Binomial Distribution

The binomial distribution is closely related to the Bernoulli distribution. In order to understand it better assume that $X_{1},X_{2},...,X_{n}$ are i.i.d (independent, identical distributed) variables following a Bernoulli distribution with $P(X_{i}=1)=\pi$ and $P(X_{i}=0)=1-\pi$.

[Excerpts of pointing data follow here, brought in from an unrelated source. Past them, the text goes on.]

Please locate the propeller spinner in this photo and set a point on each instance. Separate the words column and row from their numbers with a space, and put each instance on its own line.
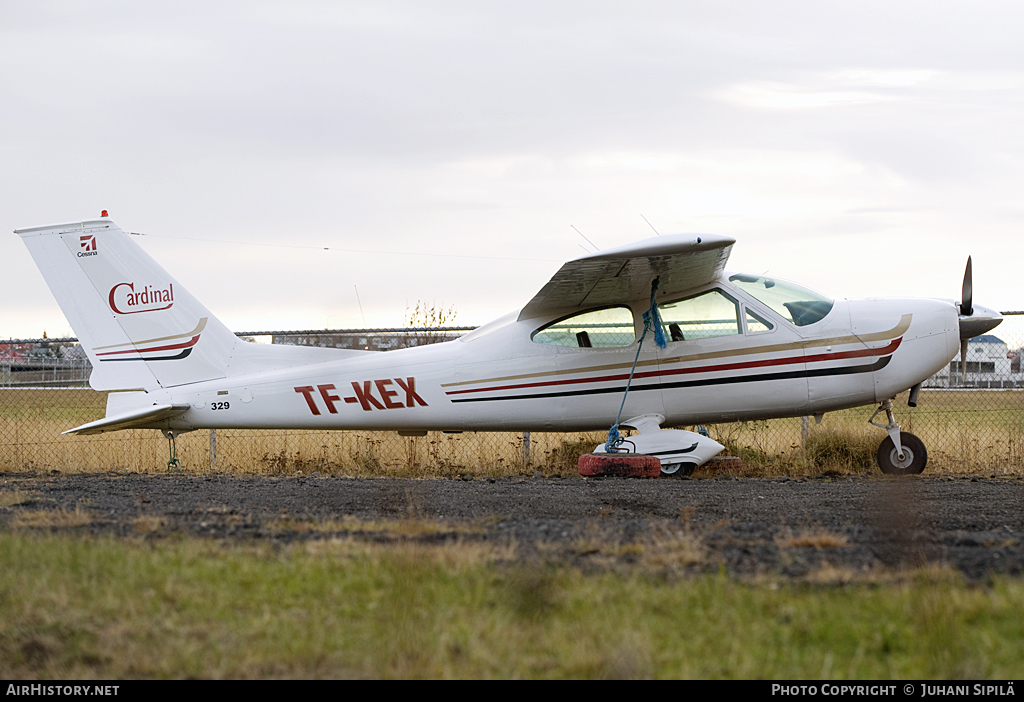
column 973, row 322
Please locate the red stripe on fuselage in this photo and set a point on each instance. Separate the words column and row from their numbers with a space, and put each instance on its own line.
column 859, row 353
column 184, row 345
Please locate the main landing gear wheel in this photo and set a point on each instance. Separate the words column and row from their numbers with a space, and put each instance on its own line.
column 620, row 465
column 677, row 470
column 914, row 455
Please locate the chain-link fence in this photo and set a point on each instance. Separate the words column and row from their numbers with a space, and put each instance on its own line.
column 970, row 419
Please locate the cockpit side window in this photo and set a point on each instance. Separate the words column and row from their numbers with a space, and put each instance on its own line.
column 702, row 316
column 792, row 302
column 608, row 327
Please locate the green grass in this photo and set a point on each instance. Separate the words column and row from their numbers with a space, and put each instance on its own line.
column 100, row 608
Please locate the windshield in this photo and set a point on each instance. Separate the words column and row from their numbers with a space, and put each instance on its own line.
column 794, row 303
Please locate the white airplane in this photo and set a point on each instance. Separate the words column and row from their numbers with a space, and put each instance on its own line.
column 736, row 347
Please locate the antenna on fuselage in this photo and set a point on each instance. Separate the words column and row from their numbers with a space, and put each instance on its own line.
column 585, row 238
column 359, row 302
column 650, row 225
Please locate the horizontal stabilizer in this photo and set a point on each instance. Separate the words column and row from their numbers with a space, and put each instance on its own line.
column 136, row 419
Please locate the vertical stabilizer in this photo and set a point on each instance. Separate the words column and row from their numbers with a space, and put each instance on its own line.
column 139, row 326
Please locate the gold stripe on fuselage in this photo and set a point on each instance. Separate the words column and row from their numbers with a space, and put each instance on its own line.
column 898, row 330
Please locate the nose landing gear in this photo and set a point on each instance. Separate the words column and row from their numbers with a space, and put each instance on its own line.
column 901, row 452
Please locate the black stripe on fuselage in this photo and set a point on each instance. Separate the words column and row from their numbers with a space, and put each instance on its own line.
column 183, row 354
column 732, row 380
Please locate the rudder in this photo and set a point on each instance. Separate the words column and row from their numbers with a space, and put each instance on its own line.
column 139, row 326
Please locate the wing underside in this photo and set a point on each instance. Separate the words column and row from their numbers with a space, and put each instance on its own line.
column 682, row 262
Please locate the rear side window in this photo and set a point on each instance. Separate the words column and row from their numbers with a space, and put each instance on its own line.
column 608, row 327
column 702, row 316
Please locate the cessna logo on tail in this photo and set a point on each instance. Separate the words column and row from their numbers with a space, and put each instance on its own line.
column 124, row 300
column 88, row 244
column 386, row 398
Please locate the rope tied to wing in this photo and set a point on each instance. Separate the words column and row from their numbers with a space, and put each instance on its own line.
column 651, row 318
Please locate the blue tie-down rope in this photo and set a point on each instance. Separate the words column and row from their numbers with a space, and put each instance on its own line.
column 650, row 318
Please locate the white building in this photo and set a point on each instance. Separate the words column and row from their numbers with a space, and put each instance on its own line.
column 989, row 364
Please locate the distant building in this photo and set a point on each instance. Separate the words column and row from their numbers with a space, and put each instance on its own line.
column 989, row 364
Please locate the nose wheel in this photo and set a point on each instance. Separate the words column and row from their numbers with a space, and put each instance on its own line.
column 901, row 452
column 912, row 462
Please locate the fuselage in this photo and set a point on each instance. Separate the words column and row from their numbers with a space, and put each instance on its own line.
column 516, row 375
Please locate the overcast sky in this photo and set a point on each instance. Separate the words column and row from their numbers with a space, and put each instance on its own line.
column 862, row 148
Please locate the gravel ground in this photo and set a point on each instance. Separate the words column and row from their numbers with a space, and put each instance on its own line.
column 749, row 527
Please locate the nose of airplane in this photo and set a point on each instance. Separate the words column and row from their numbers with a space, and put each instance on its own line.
column 980, row 320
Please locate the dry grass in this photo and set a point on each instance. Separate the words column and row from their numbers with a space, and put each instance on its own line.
column 965, row 432
column 12, row 497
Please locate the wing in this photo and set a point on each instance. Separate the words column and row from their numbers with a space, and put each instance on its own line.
column 682, row 262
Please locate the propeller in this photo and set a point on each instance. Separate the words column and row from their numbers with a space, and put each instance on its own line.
column 967, row 306
column 973, row 321
column 967, row 309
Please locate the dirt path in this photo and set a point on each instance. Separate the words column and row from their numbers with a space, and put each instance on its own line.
column 748, row 526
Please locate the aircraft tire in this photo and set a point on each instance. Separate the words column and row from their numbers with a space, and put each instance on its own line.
column 915, row 456
column 619, row 466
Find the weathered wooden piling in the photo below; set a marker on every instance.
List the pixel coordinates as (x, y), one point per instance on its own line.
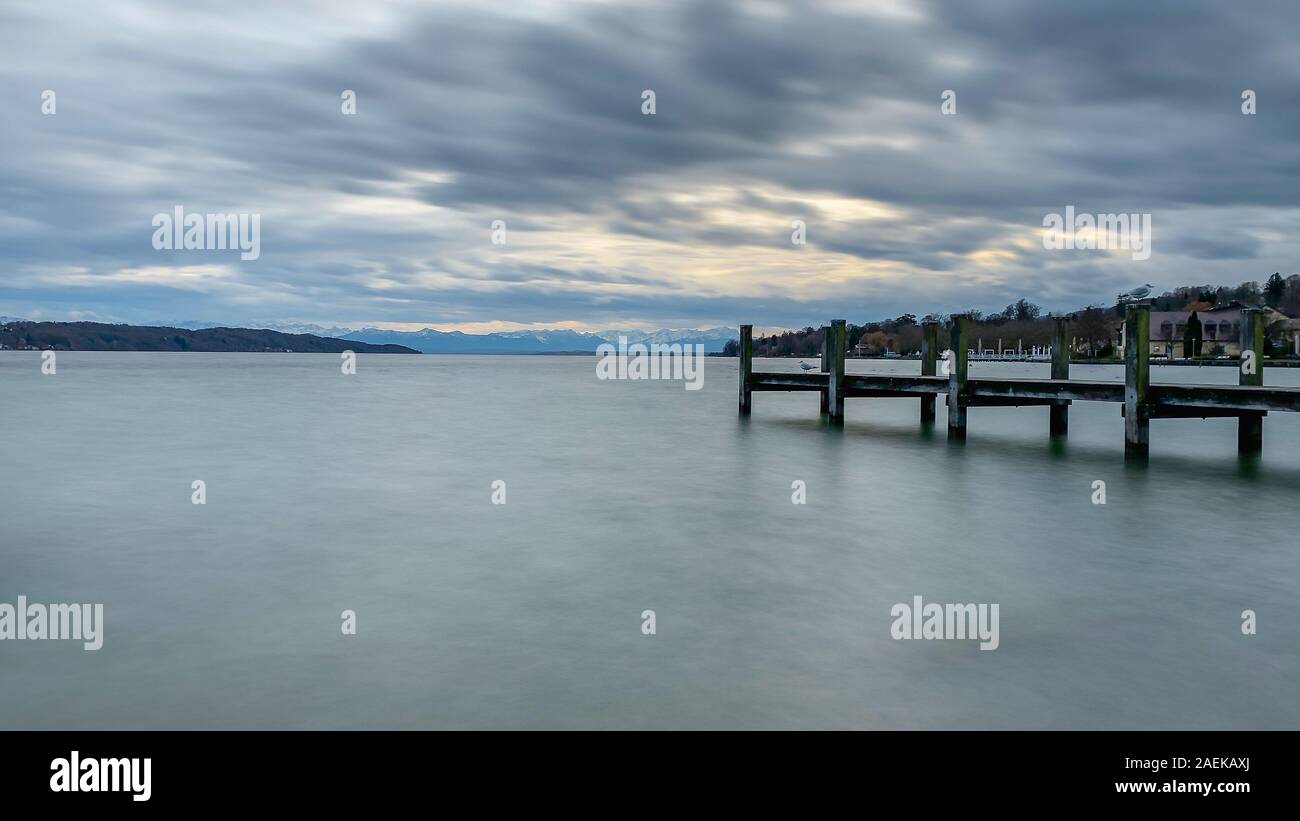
(1140, 400)
(928, 366)
(826, 368)
(957, 376)
(1060, 411)
(1249, 426)
(1136, 382)
(746, 366)
(835, 344)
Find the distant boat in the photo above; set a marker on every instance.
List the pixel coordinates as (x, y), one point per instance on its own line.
(1138, 294)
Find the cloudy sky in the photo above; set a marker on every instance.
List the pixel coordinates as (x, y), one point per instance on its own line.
(532, 113)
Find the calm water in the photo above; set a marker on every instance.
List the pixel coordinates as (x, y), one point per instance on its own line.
(372, 492)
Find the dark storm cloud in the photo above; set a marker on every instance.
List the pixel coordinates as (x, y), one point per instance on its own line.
(766, 113)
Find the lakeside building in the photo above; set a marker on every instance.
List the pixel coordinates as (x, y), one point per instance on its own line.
(1221, 330)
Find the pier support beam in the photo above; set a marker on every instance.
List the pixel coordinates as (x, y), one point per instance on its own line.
(835, 346)
(957, 376)
(746, 366)
(826, 368)
(1136, 382)
(1249, 426)
(928, 366)
(1061, 370)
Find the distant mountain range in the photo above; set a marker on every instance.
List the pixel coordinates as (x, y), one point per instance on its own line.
(302, 337)
(20, 335)
(430, 341)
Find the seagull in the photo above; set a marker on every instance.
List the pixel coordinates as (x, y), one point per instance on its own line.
(1138, 294)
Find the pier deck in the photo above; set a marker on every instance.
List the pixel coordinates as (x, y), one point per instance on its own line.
(1140, 400)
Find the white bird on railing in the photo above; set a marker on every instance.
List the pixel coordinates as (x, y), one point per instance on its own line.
(1138, 294)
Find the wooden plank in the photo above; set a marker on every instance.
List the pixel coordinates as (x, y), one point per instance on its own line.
(957, 376)
(928, 366)
(1010, 402)
(1239, 396)
(826, 368)
(788, 381)
(1178, 412)
(1049, 389)
(1060, 412)
(1249, 429)
(896, 382)
(746, 366)
(1136, 382)
(836, 346)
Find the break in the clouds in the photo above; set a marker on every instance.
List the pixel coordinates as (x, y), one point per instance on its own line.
(532, 113)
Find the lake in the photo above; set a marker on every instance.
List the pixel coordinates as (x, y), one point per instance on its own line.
(373, 492)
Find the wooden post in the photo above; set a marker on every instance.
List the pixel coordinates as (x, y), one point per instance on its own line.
(1136, 381)
(746, 365)
(1249, 426)
(928, 366)
(835, 383)
(957, 374)
(826, 368)
(1060, 424)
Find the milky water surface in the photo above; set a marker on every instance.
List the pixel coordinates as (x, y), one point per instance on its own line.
(373, 492)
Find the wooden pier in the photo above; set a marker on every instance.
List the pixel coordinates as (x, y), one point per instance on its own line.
(1139, 400)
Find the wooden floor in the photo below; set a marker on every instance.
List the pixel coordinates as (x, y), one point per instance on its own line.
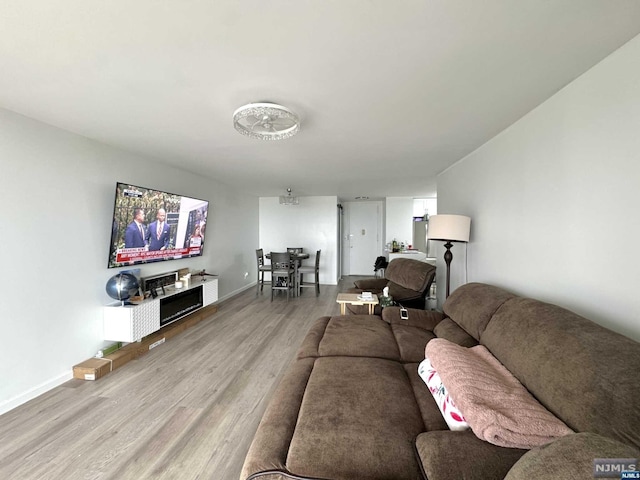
(186, 410)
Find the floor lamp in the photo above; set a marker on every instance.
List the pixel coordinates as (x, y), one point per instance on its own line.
(449, 228)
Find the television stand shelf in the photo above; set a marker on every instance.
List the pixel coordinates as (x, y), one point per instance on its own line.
(130, 323)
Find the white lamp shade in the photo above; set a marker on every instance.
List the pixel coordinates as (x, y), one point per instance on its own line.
(453, 228)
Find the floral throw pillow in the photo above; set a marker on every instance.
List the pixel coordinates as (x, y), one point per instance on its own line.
(454, 418)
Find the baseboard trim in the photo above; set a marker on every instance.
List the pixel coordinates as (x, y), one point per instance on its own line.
(35, 392)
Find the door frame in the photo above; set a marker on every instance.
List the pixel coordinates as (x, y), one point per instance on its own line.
(344, 238)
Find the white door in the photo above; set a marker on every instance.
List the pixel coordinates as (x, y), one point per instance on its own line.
(363, 236)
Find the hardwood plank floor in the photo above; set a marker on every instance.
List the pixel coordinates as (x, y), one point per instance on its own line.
(186, 410)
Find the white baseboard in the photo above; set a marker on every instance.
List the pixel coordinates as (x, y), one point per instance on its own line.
(34, 392)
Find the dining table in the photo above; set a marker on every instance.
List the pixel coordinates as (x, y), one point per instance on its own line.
(297, 258)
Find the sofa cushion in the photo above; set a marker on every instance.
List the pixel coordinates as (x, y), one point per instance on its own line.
(472, 305)
(569, 457)
(496, 406)
(358, 419)
(411, 341)
(450, 330)
(268, 451)
(582, 372)
(350, 335)
(447, 455)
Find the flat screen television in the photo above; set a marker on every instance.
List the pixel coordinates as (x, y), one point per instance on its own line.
(153, 226)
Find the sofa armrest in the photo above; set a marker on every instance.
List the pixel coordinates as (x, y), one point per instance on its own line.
(449, 455)
(568, 457)
(371, 284)
(425, 319)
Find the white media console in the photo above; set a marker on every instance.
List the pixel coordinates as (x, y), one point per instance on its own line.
(129, 323)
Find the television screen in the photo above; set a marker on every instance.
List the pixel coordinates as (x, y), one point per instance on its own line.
(152, 226)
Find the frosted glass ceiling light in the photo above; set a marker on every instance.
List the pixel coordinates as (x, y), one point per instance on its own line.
(289, 199)
(266, 121)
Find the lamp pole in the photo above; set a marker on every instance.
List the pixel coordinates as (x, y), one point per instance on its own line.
(448, 256)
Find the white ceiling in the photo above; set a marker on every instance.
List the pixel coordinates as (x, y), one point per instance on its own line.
(390, 93)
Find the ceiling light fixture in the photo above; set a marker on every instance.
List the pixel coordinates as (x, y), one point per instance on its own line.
(289, 199)
(266, 121)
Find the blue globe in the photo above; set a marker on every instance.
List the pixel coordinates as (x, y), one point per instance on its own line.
(122, 286)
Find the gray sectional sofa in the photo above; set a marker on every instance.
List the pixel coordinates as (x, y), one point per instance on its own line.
(352, 405)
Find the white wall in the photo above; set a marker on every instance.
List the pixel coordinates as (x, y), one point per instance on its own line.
(312, 225)
(554, 199)
(399, 220)
(57, 198)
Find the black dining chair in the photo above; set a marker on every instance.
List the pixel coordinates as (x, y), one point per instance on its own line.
(310, 269)
(262, 267)
(282, 273)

For a better understanding think that $X_{1},X_{2},...,X_{n}$  are outcomes of a coin flip, where 1 means head and 0 means tail. In this case

$\textbf{X}= X_{1}+X_{2}+...+X_{n}=\sum_{i=1}^{n} X_{i}= Frequence\ of\ 1'' \sim B(n,\pi)$

The probability function of the Binomial distribution looks the following:

$f(x)=\left\{\begin{array}{ll} {n \choose x} \pi^{x}(1-\pi)^{1-x} & x\in \{0,1,..,n\} \\ 0 & otherwise\end{array}\right.$

Properties of Bernoulli Distribution

a) Probability-generating function

$G_{x}(t)=E(t^{x})$

$G_{x}(t)\textbf{\ =\ }E(t^{x})\textbf{\ =\ }\sum_{x=0}^{n}t^{x}{n \choose x} \pi^{x}(1-\pi)^{n-x}\textbf{\ =\ }\sum_{x=0}^{n}{n \choose x} (t\pi)^{x}(1-\pi)^{n-x}$

In order to compute the next transformation the binomial theorem which says:

$(z+y)^{n}\textbf{\ =\ }\sum_{x=0}^{n}t^{x}{n \choose x}z^{n-x}y^{x}$

Looking at this we see that in our expression above we already have $\sum_{x=0}^{n}t^{x}{n \choose x}$. Now we take $z^{n-x}$ for $(1-\pi)^{n-x}$ and for $y^{x}$ we take $\pi^{x}$. Given all these things we can proceed with the expression derived above and write:

$\sum_{x=0}^{n}{n \choose x} (t\pi)^{x}(1-\pi)^{n-x}\textbf{\ =\ }(t\pi+1-\pi)^{n}$

By this we have our probability generating function given through

$G_{x}(t)\textbf{\ =\ }E(t^{x})\textbf{\ =\ }(t\pi+1-\pi)^{n}$

b) Expected Value and Variance

For computing the expected value and the variance we can use the probability generating function. The expected value is the first derivation of the probability generating function for the value one. The variance is defined through the second derivation from the probability generating function for value one plus the first derivation of the probability generating function at value one minus the squared first derivation of the probability generating function at value one. Putting the description in words we get

$E(x)=G^{'}_{x}(1)$

$Var(x)=G^{''}_{x}(1)+G^{'}_{x}(1)-(G^{'}_{x}(1))^{2}$

As seen, the computation of the expected value and the variance needs the first and second derivation of the probability generating function:

$G^{'}_{x}(t)=\pi n(t\pi+1-\pi)^{n-1}$

$G^{''}_{x}(t)=\pi^{2}n(n-1)(t\pi+1-\pi)^{n-2}$

By plugging in 1 it follows that:

$E(X)=G^{'}_{x}(1)=n\pi$

$E(X)=n\pi$

$Var(X)=G^{''}_{x}(1)+G^{'}_{x}(1)-(G^{'}_{x}(1))^{2}$

$Var(X)=\pi^{2}n(n-1)+\pi n-(\pi n)^{2}$

$Var(X)=\pi n(\pi(n-1)+1-\pi n)$

$Var(X)=n\pi(1-\pi)$

c) Independency

Assume X and Y are independently distributed with

$X \sim B(n,\pi)$

$Y \sim B(m,\pi)$

Then the probability generating function is

$G_{X+Y}(t)=G_{x}(t)*G_{Y}(t)$

$G_{X+Y}(t)=(t\pi+1-\pi)^{n+m}$

Thereby is $G_{X+Y}(t)$ a probability generating function of a variable which is distributed as $B(n+m,\pi)$.